The West Virginia Congressional Delegation is hoping for quick consideration of its legislation to improve mine safety and save miners’ lives.
"We need more than platitudes to protect the safety of our nation's miners. We need resources. We need swift action. We need to impress deeply upon the psyche of MSHA and the nation's coal mine operators that the safety of miners will not be compromised for personal profit or for politics," Senator Robert C. Byrd, D-W.Va., stated in the Senate Wednesday. "Protecting the safety of our miners is a moral responsibility, and this legislation will help to make sure we never, ever, forget that."
"The last few weeks have been an emotional roller coaster in West Virginia and across the country as we’ve endured the loss of 14 miners in West Virginia and 1 in Kentucky due to a series of coal mine accidents. Everybody understands that coal mining is very dangerous, but frankly, coal miners keep the lights of America on," Senator Jay Rockefeller, D-W.Va., said. "We have to make sure that the legacy of these miners who died will be that these kinds of tragedies never happen again."
The Senate version of the bill is S.2231 and will be considered by the Senate Health, Education, Labor, and Pensions Committee.
The House version of the bill will be considered by the House Education and Workforce Committee.
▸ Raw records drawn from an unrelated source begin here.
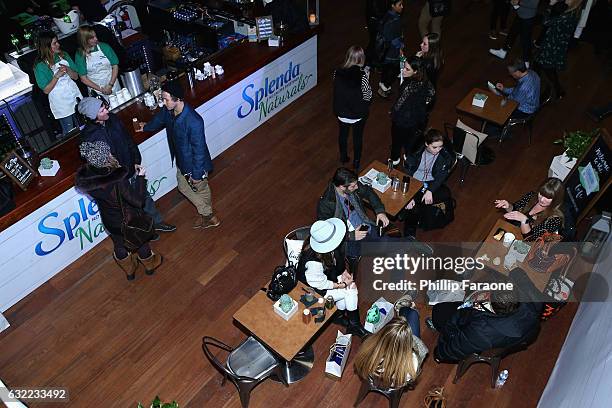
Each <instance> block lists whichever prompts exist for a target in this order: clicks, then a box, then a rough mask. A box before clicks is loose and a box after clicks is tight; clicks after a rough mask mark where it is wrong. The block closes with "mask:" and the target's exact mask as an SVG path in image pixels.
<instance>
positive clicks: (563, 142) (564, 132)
mask: <svg viewBox="0 0 612 408" xmlns="http://www.w3.org/2000/svg"><path fill="white" fill-rule="evenodd" d="M598 135H599V129H594V130H592V131H590V132H587V131H584V130H576V131H574V132H564V133H563V137H562V138H561V139H557V140H555V141H554V142H553V143H555V144H562V145H563V147H565V155H566V156H567V157H568V158H569V159H579V158H580V157H581V156H582V155H583V154H584V152H586V149H588V148H589V146H590V145H591V142H592V141H593V139H595V138H596V137H597V136H598Z"/></svg>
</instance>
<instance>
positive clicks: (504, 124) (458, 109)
mask: <svg viewBox="0 0 612 408" xmlns="http://www.w3.org/2000/svg"><path fill="white" fill-rule="evenodd" d="M476 93H481V94H485V95H487V101H486V102H485V106H484V107H482V108H479V107H477V106H474V105H472V100H473V99H474V95H475V94H476ZM503 99H504V98H503V97H502V96H499V95H495V94H494V93H493V92H491V91H488V90H484V89H480V88H474V89H472V90H471V91H470V92H469V93H468V94H467V95H466V96H465V98H463V99H462V100H461V102H459V104H458V105H457V107H456V109H457V110H458V111H460V112H463V113H467V114H468V115H472V116H475V117H477V118H479V119H482V121H483V123H482V129H481V131H484V128H485V126H486V124H487V122H492V123H495V124H496V125H499V126H504V125H505V124H506V122H507V121H508V118H509V117H510V115H511V114H512V112H514V110H515V109H516V108H517V107H518V102H516V101H513V100H510V99H506V104H505V105H504V106H502V101H503Z"/></svg>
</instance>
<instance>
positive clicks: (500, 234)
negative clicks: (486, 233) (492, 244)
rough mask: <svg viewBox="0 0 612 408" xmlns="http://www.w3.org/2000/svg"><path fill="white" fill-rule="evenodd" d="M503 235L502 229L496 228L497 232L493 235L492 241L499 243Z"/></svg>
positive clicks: (505, 232) (495, 231)
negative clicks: (496, 228) (494, 240)
mask: <svg viewBox="0 0 612 408" xmlns="http://www.w3.org/2000/svg"><path fill="white" fill-rule="evenodd" d="M505 233H506V231H505V230H504V229H502V228H498V229H497V231H495V234H493V239H494V240H496V241H500V240H501V239H502V237H503V236H504V234H505Z"/></svg>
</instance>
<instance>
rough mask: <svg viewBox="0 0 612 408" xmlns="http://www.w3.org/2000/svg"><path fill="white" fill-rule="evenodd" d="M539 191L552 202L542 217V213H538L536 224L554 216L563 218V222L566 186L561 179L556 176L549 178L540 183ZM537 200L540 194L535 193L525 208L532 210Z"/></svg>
mask: <svg viewBox="0 0 612 408" xmlns="http://www.w3.org/2000/svg"><path fill="white" fill-rule="evenodd" d="M537 192H538V193H540V194H541V195H542V196H543V197H546V198H548V199H550V200H552V202H551V203H550V205H549V206H548V207H546V208H545V209H544V211H542V213H541V214H542V217H540V216H539V215H540V214H538V217H537V218H538V222H536V225H537V224H540V223H541V222H544V221H545V220H546V219H547V218H550V217H553V216H554V217H559V218H561V222H562V223H563V220H564V216H563V202H564V198H565V188H564V187H563V183H562V182H561V180H559V179H558V178H556V177H550V178H547V179H546V180H545V181H544V182H543V183H542V184H541V185H540V187H539V188H538V191H537ZM537 202H538V195H537V194H534V196H533V197H532V198H531V200H529V202H528V203H527V204H526V205H525V207H524V209H525V210H527V211H530V210H531V208H533V206H534V205H536V203H537Z"/></svg>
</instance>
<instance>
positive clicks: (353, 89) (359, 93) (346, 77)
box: [333, 65, 372, 119]
mask: <svg viewBox="0 0 612 408" xmlns="http://www.w3.org/2000/svg"><path fill="white" fill-rule="evenodd" d="M364 87H365V88H366V89H364ZM371 100H372V90H371V89H370V86H369V82H368V76H367V75H366V73H365V72H364V71H363V70H362V69H361V68H360V67H359V66H357V65H353V66H352V67H350V68H340V69H337V70H336V72H335V73H334V102H333V103H334V114H335V115H336V116H338V117H341V118H348V119H362V118H365V117H367V116H368V112H369V110H370V101H371Z"/></svg>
"I aim to ensure that the legacy of the Sago and Alma Miners will be the certainty that those laws are not left to idle on the shelf, but are, instead, enforced to the fullest extent. We owe them, their brothers and sisters still in the mines, and those yet to don a miner's cap, nothing less," stated Third District Representative Nick J. Rahall, D-W.Va., who represents Southern West Virginia, where the Melville mining tragedy occurred.
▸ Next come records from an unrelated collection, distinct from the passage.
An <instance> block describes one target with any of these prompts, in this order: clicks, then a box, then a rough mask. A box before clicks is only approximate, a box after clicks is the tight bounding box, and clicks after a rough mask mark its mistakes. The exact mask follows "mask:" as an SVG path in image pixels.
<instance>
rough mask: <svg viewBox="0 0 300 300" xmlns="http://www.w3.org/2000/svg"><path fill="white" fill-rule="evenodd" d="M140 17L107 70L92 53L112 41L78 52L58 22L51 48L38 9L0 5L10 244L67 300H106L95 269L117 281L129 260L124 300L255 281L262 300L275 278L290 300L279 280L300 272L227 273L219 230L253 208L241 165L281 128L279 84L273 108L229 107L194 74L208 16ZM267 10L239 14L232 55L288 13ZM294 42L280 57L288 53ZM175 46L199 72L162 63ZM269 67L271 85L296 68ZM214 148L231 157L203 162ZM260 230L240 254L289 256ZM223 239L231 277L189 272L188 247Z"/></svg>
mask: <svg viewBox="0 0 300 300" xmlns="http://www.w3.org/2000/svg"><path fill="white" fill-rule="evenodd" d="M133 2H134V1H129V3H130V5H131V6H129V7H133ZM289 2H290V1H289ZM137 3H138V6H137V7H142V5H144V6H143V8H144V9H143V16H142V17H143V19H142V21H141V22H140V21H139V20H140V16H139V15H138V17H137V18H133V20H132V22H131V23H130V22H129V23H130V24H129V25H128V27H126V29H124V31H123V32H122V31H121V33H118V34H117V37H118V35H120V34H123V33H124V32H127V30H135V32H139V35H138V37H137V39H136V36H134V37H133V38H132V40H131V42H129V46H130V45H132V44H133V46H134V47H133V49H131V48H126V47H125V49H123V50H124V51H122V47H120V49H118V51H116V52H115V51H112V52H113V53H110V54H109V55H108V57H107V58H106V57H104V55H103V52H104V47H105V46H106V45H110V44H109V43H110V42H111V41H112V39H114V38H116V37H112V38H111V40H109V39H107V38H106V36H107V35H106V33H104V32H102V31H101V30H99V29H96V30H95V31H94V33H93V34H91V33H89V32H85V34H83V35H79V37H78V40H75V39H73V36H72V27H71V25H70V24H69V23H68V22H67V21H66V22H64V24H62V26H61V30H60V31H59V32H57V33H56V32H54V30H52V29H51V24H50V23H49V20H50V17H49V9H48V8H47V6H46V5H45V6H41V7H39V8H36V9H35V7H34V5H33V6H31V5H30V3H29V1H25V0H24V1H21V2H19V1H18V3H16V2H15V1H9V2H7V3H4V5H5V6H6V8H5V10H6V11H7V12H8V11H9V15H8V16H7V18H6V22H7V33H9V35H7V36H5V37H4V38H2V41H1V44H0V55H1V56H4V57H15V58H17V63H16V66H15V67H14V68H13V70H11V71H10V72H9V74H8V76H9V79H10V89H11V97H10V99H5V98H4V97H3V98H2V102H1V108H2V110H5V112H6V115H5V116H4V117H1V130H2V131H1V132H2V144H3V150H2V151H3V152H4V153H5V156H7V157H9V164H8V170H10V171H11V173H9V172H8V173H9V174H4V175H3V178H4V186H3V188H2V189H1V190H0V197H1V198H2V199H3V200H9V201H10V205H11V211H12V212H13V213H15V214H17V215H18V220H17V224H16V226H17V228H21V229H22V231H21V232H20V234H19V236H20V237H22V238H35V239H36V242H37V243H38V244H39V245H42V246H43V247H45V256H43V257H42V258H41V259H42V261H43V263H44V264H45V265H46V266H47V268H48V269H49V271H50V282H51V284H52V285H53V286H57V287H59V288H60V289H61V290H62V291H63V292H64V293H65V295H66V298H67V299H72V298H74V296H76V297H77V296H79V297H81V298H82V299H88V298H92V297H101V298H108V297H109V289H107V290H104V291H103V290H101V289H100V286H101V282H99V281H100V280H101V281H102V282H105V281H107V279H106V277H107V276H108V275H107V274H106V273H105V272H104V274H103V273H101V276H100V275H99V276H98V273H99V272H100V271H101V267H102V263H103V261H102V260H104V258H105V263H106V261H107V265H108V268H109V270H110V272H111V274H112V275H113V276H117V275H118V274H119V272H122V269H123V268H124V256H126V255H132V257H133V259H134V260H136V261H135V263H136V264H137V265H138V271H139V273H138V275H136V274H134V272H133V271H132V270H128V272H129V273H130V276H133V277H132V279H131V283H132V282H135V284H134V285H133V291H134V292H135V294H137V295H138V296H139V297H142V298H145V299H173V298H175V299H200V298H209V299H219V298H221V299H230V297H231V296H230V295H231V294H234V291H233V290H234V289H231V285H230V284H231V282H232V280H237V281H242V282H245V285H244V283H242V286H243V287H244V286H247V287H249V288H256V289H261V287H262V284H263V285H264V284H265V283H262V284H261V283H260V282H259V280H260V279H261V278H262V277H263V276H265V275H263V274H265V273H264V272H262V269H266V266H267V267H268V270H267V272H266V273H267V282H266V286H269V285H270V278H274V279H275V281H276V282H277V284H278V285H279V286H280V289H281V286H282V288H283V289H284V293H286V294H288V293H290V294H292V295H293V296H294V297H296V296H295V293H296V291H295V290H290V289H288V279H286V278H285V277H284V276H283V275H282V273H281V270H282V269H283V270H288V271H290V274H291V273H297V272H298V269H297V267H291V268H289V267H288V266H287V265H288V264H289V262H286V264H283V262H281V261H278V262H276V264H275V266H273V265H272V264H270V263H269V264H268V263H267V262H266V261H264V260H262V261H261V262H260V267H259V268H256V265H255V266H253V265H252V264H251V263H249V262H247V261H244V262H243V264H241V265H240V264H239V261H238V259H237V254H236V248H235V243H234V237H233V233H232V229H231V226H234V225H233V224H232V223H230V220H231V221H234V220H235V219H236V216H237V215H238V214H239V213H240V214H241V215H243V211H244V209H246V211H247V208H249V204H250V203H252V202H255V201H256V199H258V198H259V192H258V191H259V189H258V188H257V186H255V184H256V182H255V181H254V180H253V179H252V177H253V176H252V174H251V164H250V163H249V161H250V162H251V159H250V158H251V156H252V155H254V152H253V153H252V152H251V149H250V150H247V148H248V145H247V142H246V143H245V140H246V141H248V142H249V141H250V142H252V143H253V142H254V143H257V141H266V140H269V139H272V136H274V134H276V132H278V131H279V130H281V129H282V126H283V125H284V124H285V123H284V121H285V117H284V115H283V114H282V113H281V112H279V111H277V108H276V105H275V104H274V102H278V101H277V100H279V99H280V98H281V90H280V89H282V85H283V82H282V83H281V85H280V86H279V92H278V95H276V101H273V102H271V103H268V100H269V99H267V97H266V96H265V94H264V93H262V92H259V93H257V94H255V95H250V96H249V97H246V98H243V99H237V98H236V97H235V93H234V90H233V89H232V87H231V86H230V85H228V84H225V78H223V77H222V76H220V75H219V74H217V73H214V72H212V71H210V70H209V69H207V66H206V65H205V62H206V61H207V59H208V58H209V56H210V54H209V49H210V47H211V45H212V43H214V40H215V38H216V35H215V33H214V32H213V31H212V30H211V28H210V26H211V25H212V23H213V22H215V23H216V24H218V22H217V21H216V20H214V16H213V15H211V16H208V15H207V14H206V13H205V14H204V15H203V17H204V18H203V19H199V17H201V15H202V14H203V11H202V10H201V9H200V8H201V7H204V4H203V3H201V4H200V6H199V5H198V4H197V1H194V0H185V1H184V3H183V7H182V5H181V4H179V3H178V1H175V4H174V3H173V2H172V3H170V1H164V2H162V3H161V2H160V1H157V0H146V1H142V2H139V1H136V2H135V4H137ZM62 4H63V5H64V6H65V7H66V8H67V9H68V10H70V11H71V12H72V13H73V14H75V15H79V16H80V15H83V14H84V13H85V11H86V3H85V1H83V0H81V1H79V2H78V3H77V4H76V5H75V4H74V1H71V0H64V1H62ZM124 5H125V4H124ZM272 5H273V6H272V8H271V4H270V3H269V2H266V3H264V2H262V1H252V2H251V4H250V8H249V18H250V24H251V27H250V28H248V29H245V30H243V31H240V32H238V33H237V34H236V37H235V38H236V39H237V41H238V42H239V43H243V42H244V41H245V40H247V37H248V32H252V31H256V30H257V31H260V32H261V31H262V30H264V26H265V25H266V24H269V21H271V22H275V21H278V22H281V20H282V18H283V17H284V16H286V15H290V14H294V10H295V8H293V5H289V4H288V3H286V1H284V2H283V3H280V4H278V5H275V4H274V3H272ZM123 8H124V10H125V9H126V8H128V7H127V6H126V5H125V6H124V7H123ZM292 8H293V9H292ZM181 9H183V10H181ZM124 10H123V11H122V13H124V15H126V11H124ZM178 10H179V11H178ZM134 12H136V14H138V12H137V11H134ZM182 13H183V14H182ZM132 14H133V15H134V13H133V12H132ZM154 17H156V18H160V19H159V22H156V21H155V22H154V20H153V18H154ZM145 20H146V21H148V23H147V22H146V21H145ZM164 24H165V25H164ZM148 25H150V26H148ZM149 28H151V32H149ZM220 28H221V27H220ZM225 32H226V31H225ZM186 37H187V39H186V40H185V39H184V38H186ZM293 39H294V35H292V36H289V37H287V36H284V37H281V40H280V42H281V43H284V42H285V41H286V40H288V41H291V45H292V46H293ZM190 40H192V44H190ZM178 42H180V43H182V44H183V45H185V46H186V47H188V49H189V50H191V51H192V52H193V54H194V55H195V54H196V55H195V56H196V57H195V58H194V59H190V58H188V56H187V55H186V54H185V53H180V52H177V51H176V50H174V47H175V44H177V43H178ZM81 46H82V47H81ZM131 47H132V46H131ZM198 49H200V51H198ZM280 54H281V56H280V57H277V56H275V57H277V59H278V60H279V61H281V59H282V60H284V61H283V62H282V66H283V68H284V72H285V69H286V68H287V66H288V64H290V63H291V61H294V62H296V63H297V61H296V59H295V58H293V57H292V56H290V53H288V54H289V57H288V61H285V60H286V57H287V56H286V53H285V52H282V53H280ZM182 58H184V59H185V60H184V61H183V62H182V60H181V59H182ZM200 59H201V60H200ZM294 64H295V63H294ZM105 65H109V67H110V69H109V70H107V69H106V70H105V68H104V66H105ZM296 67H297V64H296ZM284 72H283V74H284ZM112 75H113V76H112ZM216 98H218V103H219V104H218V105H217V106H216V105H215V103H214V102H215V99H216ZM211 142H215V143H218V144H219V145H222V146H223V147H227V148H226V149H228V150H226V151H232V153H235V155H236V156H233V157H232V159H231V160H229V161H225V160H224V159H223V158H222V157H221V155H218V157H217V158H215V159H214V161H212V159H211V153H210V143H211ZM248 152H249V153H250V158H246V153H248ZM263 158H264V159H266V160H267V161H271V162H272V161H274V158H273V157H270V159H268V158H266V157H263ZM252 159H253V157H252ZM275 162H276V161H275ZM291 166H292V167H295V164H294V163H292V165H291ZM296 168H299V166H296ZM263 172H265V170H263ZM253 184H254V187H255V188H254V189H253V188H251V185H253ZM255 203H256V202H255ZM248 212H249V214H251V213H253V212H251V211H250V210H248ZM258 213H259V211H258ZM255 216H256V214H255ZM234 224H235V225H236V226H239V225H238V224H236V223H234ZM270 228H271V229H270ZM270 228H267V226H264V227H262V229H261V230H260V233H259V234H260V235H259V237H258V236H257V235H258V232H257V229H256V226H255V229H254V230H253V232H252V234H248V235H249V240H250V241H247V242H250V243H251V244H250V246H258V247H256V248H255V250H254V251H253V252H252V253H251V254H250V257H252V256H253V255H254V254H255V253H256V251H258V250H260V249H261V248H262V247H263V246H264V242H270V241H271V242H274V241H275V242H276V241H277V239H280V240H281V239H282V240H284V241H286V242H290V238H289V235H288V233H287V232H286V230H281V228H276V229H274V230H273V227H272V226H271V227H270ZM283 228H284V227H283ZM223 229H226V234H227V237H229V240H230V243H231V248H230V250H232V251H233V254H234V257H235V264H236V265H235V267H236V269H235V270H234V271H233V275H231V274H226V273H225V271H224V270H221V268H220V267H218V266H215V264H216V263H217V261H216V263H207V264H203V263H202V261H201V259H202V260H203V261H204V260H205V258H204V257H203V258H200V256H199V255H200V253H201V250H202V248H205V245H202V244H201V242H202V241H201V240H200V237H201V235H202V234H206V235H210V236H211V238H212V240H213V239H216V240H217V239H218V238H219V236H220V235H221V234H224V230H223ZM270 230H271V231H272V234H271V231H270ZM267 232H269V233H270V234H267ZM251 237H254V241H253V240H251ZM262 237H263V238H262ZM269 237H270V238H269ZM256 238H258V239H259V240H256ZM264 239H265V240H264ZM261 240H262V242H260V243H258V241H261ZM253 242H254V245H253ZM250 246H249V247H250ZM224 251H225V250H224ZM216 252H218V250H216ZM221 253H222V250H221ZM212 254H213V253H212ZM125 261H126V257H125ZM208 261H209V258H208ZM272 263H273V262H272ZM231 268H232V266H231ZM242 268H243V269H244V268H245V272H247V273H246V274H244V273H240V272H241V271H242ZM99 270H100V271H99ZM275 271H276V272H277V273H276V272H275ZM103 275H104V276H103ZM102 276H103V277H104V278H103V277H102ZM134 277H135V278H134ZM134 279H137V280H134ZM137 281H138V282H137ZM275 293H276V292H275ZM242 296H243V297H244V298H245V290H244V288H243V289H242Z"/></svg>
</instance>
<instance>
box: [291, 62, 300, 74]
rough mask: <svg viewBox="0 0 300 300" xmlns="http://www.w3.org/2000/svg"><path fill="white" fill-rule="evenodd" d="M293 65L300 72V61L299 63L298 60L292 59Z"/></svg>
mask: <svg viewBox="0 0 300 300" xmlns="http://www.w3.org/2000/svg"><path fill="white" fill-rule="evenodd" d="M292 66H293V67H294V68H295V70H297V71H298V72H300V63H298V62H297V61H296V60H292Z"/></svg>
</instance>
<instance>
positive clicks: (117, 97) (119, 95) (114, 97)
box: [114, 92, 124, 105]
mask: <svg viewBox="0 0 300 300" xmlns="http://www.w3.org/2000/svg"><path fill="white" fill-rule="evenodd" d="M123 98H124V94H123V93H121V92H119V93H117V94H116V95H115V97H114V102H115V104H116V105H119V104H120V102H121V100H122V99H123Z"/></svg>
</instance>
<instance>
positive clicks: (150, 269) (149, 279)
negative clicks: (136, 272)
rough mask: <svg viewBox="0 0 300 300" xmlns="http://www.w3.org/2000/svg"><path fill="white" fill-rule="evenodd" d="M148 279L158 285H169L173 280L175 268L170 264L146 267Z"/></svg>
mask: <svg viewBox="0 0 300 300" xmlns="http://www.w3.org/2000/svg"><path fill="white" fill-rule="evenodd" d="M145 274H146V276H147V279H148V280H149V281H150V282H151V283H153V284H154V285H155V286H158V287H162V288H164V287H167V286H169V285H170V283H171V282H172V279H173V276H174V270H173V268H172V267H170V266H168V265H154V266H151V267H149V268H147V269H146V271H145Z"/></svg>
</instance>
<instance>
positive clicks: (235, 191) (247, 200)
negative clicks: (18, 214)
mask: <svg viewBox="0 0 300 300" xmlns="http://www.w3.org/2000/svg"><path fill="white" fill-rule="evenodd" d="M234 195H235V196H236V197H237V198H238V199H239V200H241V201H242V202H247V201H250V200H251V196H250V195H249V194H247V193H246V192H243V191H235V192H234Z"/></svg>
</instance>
"The tragedies suffered in West Virginia this year have pointed the way to a number of steps which, we hope, can help protect the lives of coal miners," explained First District Representative Alan B. Mollohan, D-W.Va. "While there will always be dangers associated with mining, past experience proves that we can find ways to make improvements in worker safety. We believe that the new rescue and enforcement requirements in this legislation are critically important additions to existing law."
"This is an important day for West Virginia and this country. The legislation that has been crafted by the West Virginia delegation meets a great challenge -- a challenge of securing the safety of our cherished family of miners," explained Second District Representative Shelley Moore Capito, R-W.Va., whose district includes Upshur County where the Sago tragedy occurred. "Through this legislation, we can begin to take the steps needed to prevent the type of mine tragedies that have recently befallen our state. I look forward to supporting this bill as it moves forward in Congress."
The legislation focuses on several areas, including:
Rapid Notification and Response -- require MSHA to establish a rapid notification and response system, and require coal operators to expeditiously notify MSHA of emergencies, or subject themselves to a $100,000 fine. It took 11 hours before the rescue operation at Sago entered the mine;
Emergency Communications and Breathing Equipment -- require coal operators to store additional emergency breathing caches underground, and require emergency communications equipment for surface rescue efforts to locate and communicate with miners underground. The Sago miners had only one hour of oxygen to last through a forty-hour rescue operation, and that no communication was possible with the trapped miners at both Sago and Alma;
Penalties -- create a new mandatory minimum penalty of $10,000 for coal operators that show “negligence or reckless disregard” for the safety standards of the Mine Act. Sago had 276 safety violations, and paid fines as low as $99 for “significant and substantial” violations;
Belt Entries -- nullify an MSHA rule issued in 2004 that authorizes the use of belt entries for ventilation, which may have caused the Alma fire;
Technology -- create a science and technology transfer office in MSHA to pull research and development ideas from other federal agencies for use in the mines; and
Miner Ombudsman -- create an ombudsman in the Labor Department’s Inspector General office for miners to report safety violations.
The Delegation’s actions come on the heels of the deaths of 14 West Virginia coal miners in two separate mining tragedies. A dozen men were killed after an explosion trapped them in the International Coal Group's Sago mine in Upshur County, while two other men died after an underground fire trapped them in the Aracoma Alma mine in Logan County.
This past weekend again highlighted the importance of advanced safety technologies and emergency planning in mining. Fire broke out Sunday in a mine in central Canada, forcing some 70 miners trapped underground to retreat to emergency refuge rooms stocked with oxygen and supplies, a mine official said. A spokesman for the Minneapolis-based firm that operates the mine explained that, because of those rooms, the miners were able to stay clear of toxic gases and survive the weekend disaster.